Wednesday, November 11, 2015

Gates Foundation focused on teacher education in low-income schools; Gates visits E. Ky. school

Microsoft founder Bill Gates said during a recent speech that the Bill & Melinda Gates Foundation is working toward solving the problem of teachers who are "unprepared, unsupported and ineffective—especially in low-income schools," reports Meredith Kolodner for The Hechinger Report, which is funded in part by the Gates Foundation. The foundation's goal is to prepare 80 percent of high school graduates for college. In the Class of 2015, 59 percent of students who took the ACT were college ready, Caralee Adams reports for Education Week. Numbers are typically lower in rural areas.

Gates said he believes improving the quality of teachers, especially in smaller schools, "could dramatically improve learning and argued that top-quality teachers 'would completely close the income inequity of learning in the entire country' if they were in place for three years nationwide," Kolodner writes. Gates, whose foundation has spent $980 million on improving teacher effectiveness since 1999, singled out Denver, Washington, D.C. and Kentucky as places where focusing on teacher quality was bringing in big results.

The focus on small schools was evident during a recent visit by Bill and Melinda Gates to Betsy Layne High School, a school with about 400 students in Eastern Kentucky. Floyd County Schools Superintendent Dr. Henry Webb told the Floyd County Times, “Basically, the Gates Foundation contacted us about visiting Betsy Layne High School, and that visit occurred (Nov. 5). They called this a 'learning visit,' and their purpose was to see how Floyd County Schools and Betsy Layne High School does what they do for KIDS, from the roll out of the Common Core and other initiatives to every day instruction." The visit was kept confidential until afterward at the request of the Gates Foundation. (Wikipedia map: Floyd County, Kentucky)

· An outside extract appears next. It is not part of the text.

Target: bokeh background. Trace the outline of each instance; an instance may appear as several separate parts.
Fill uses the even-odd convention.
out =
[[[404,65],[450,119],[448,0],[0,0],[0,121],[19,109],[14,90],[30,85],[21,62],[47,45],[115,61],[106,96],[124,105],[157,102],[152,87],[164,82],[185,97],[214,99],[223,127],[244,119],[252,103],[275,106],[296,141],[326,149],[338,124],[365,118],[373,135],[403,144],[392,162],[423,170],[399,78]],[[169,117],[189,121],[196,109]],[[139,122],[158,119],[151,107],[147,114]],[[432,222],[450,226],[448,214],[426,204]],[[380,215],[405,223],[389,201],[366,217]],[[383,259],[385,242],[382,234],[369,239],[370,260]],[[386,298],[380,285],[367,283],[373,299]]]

The visitors met with faculty and students and "interviewed the Young Professional Forum that consisted of college students and former graduates outside the field of education who left the region to attend college and returned here to work," reports the Times. Webb told the Times, “Betsy Layne High School has made outstanding progress for kids, and that’s what attracted the Gates Foundation to come here for the learning visit. From the Professional Growth and Evaluation System (PGES) to graduation and college and career readiness rates, they asked questions. And simply the answer is that you have the greatest team members doing whatever it takes for the best kids in the nation, and you have Betsy Layne High School.”